You can get work trucks with power windows and heated back window/mirrors. I have seen them like that up here in Maine


----------



## TLS (Jan 31, 2000)

I need an adjustable torsion bar front suspension to deal with my V-Plow. I'll never drive a FORD. GM boy all my life.

As far as the power windows/locks/defroster, I know you can. Not sure about Bluetooth and remote start yet.


----------



## eludemann (Feb 13, 2010)

As far as the 3:73 vs. the 4:10, I tried to build a 2015 3500 online, and the 3:73 was only available with the duramax, not the gas. I didn't check the 2500's or ask the dealer, though.


----------



## TLS (Jan 31, 2000)

I was going to go with the 3500 SRW, but price was a bit higher for only a couple hundred pounds GVWR


----------



## goel (Nov 23, 2010)

I have a 2012 CC srw 3500hd. WT with heated power mirrors and remote start.


----------



## TLS (Jan 31, 2000)

Good to know!


----------



## TLS (Jan 31, 2000)

Noticing a few things as I comb over both GMC and Chevy configuration pages....

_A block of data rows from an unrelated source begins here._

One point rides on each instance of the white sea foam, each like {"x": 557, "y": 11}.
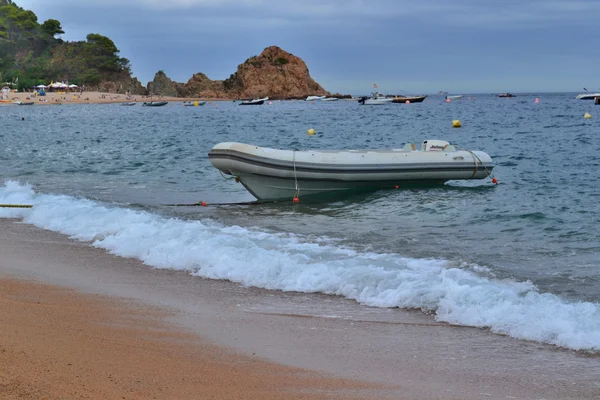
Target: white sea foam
{"x": 291, "y": 263}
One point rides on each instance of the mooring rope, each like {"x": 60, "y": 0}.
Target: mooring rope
{"x": 297, "y": 194}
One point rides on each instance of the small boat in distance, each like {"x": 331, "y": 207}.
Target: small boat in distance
{"x": 587, "y": 96}
{"x": 274, "y": 174}
{"x": 412, "y": 99}
{"x": 254, "y": 102}
{"x": 194, "y": 103}
{"x": 154, "y": 103}
{"x": 375, "y": 99}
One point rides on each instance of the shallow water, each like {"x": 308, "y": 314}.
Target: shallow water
{"x": 505, "y": 256}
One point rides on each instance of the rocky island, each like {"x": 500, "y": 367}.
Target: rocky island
{"x": 274, "y": 73}
{"x": 32, "y": 53}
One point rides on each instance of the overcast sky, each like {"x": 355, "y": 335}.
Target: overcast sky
{"x": 414, "y": 46}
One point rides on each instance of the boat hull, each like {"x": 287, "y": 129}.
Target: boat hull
{"x": 155, "y": 104}
{"x": 272, "y": 175}
{"x": 376, "y": 102}
{"x": 587, "y": 96}
{"x": 412, "y": 99}
{"x": 252, "y": 103}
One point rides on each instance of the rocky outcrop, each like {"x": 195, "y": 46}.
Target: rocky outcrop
{"x": 162, "y": 85}
{"x": 274, "y": 73}
{"x": 200, "y": 85}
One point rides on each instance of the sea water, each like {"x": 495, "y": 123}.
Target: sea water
{"x": 520, "y": 258}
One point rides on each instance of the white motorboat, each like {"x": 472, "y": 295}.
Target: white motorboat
{"x": 587, "y": 96}
{"x": 254, "y": 102}
{"x": 194, "y": 103}
{"x": 375, "y": 99}
{"x": 272, "y": 174}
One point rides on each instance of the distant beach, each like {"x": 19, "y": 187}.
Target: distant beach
{"x": 88, "y": 98}
{"x": 409, "y": 293}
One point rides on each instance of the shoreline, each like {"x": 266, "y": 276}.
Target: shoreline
{"x": 385, "y": 352}
{"x": 56, "y": 342}
{"x": 53, "y": 98}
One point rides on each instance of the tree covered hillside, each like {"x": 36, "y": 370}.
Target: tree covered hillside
{"x": 32, "y": 53}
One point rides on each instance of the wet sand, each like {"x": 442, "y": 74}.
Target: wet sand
{"x": 118, "y": 320}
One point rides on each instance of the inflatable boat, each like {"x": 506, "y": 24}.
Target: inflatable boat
{"x": 272, "y": 174}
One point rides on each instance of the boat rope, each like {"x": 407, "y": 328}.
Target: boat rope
{"x": 297, "y": 194}
{"x": 227, "y": 177}
{"x": 16, "y": 206}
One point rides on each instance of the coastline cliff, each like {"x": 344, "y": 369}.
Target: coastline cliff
{"x": 274, "y": 73}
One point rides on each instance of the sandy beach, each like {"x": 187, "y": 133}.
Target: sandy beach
{"x": 57, "y": 343}
{"x": 78, "y": 322}
{"x": 86, "y": 98}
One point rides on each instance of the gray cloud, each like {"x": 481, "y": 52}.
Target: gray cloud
{"x": 461, "y": 45}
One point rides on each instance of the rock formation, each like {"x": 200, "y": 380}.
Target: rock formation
{"x": 162, "y": 85}
{"x": 274, "y": 73}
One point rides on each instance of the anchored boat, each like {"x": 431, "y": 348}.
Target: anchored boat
{"x": 272, "y": 174}
{"x": 254, "y": 102}
{"x": 154, "y": 103}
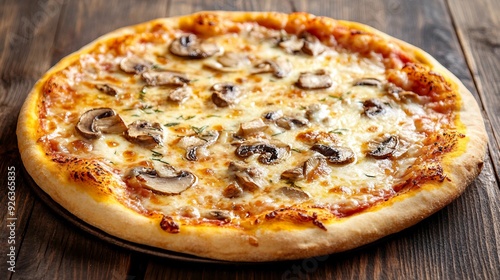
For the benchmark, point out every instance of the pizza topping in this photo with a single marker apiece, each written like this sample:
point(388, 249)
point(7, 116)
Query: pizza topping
point(317, 112)
point(222, 215)
point(373, 108)
point(169, 181)
point(135, 65)
point(314, 80)
point(290, 122)
point(164, 78)
point(225, 94)
point(180, 94)
point(305, 42)
point(384, 148)
point(272, 115)
point(101, 120)
point(107, 89)
point(293, 174)
point(270, 153)
point(335, 154)
point(145, 133)
point(250, 178)
point(190, 46)
point(280, 67)
point(311, 169)
point(196, 145)
point(232, 190)
point(369, 82)
point(294, 193)
point(251, 128)
point(315, 167)
point(169, 225)
point(228, 62)
point(312, 45)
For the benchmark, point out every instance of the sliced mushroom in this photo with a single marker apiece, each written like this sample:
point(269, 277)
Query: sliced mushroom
point(225, 94)
point(251, 128)
point(280, 67)
point(291, 122)
point(94, 122)
point(369, 82)
point(385, 148)
point(250, 178)
point(145, 133)
point(195, 145)
point(315, 167)
point(373, 108)
point(312, 45)
point(314, 80)
point(293, 193)
point(222, 215)
point(335, 154)
point(165, 78)
point(135, 65)
point(107, 89)
point(190, 46)
point(270, 153)
point(180, 94)
point(149, 178)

No Bluetooth or Remote start without going with SLE or LT package ( Which bumps the STARTING price close to or above $40K!!! ) This is REALLY disturbing. These are two options which I thought FOR SURE would be standard in a 2015 truck!! 

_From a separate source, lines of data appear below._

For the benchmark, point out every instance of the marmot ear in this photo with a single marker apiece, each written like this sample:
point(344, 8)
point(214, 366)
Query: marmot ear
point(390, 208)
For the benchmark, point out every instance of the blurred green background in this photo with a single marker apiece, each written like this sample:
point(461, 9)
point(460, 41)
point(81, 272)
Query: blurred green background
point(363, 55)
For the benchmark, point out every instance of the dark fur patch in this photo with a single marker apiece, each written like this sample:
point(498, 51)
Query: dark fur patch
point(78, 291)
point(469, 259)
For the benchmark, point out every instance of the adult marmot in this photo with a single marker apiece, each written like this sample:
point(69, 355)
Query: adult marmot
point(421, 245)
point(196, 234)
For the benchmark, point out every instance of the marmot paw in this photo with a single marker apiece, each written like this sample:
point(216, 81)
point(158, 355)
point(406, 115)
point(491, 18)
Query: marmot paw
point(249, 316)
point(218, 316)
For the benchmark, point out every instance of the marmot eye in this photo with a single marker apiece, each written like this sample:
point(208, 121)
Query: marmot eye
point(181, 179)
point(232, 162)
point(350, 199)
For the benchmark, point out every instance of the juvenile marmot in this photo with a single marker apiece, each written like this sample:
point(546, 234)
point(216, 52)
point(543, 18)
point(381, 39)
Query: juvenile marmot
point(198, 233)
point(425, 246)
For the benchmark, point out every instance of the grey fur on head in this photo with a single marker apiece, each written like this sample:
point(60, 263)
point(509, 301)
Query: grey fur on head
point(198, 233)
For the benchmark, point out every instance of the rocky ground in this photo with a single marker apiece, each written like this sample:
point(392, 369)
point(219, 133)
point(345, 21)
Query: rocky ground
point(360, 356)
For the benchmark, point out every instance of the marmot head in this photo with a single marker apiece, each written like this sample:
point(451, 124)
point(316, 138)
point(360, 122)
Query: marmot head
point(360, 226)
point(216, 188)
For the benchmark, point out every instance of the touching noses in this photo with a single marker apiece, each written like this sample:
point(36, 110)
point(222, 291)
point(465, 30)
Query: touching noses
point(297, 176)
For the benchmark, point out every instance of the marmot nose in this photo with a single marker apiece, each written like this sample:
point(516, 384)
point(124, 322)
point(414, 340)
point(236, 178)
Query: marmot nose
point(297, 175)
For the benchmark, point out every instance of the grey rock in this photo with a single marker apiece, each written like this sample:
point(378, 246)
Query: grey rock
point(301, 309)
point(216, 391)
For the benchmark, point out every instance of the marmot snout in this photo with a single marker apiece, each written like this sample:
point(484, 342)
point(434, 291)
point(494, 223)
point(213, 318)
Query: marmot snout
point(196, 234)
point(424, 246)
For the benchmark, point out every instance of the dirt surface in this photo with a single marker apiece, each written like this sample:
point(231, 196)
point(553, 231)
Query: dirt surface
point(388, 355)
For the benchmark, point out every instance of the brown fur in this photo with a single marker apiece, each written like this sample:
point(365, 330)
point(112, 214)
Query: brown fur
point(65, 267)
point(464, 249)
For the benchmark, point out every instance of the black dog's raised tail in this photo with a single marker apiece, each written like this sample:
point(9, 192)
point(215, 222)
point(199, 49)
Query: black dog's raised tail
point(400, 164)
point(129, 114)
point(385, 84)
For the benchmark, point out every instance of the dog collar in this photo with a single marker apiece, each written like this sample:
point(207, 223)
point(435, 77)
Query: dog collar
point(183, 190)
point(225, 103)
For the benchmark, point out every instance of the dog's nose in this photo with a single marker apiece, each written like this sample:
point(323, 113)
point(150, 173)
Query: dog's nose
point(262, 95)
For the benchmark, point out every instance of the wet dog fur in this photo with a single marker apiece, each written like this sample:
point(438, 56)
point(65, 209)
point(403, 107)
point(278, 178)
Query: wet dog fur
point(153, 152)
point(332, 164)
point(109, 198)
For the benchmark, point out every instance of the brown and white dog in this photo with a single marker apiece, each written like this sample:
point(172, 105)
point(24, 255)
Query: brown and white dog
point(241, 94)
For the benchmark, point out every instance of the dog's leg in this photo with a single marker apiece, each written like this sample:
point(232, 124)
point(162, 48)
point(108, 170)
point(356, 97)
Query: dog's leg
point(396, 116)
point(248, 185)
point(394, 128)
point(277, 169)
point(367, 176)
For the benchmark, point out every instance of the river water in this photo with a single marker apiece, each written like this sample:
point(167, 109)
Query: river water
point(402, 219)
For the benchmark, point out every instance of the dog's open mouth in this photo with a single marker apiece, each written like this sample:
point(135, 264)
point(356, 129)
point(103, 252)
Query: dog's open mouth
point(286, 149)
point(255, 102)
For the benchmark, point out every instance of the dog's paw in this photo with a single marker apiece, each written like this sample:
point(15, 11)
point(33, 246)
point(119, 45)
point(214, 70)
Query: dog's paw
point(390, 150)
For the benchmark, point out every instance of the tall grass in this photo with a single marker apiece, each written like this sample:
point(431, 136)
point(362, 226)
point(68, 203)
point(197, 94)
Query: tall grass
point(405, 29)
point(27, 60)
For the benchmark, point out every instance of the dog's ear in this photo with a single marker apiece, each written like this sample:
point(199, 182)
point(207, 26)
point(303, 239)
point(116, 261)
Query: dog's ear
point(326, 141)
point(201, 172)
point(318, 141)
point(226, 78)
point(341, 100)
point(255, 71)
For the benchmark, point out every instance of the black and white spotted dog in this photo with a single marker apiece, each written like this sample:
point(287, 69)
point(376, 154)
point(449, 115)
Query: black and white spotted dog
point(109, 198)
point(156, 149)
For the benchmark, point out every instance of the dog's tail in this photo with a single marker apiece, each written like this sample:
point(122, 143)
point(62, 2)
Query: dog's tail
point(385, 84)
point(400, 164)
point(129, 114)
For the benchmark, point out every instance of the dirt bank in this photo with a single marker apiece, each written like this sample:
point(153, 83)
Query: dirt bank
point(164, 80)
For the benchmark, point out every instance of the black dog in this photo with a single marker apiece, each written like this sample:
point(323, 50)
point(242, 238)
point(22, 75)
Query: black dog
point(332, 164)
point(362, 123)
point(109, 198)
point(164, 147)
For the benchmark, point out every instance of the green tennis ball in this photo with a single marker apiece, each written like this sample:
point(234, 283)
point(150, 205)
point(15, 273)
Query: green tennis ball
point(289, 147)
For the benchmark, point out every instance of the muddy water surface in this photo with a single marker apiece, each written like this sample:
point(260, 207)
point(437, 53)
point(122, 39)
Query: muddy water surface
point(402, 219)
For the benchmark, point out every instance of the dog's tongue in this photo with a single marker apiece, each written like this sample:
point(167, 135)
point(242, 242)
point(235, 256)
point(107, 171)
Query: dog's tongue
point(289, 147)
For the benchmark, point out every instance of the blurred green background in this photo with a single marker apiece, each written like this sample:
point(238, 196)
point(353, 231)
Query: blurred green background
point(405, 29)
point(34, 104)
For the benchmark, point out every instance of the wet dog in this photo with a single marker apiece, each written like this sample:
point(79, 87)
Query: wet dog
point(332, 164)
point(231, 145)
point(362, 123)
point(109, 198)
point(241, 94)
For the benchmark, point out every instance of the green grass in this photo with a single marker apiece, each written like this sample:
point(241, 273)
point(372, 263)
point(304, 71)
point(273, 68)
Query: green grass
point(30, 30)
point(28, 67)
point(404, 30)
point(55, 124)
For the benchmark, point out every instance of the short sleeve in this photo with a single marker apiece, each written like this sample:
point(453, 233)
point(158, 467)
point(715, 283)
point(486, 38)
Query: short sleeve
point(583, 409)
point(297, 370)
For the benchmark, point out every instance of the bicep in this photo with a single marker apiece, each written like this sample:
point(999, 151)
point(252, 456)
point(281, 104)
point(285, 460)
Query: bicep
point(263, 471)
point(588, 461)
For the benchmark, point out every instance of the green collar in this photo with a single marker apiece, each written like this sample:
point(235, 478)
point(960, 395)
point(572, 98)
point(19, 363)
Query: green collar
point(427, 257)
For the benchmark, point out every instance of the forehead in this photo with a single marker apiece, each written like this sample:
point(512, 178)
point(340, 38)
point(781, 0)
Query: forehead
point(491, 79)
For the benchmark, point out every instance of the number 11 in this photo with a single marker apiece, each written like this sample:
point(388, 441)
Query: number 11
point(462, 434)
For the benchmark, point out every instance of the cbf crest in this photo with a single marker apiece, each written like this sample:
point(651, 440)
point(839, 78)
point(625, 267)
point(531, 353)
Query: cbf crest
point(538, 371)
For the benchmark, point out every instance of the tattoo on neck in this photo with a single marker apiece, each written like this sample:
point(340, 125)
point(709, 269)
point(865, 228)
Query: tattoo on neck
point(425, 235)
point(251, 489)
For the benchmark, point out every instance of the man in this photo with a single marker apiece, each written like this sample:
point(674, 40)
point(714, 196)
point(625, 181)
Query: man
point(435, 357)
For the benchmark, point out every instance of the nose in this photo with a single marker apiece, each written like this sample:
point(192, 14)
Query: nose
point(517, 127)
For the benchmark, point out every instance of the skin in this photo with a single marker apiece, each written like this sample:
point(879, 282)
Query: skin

Now, that being said, it also looks like you can no longer get the WT package in a GMC anymore. Your two choices are:

Base Sierra level STARTS at $ 35,615
-OR-
Base SLE level STARTS at ...$ 41,210

These are the only two levels unless you go Denali

On the CHEVY side, it's similar but not sure what is different to justify the price difference:

Base WT level STARTS at: $ 35,360
-OR-
Base LT level STARTS at: $ 39,160

So, I guess the $34K 3/4 ton regular cab 4x4 pickup is no longer 

I keep my trucks at minimum for a decade. They are usually low mileage, seeing snowplowing and pulling my lawnmowers around on a 16' trailer. I guess I should get exactly what I want, as I'll be living with it for awhile.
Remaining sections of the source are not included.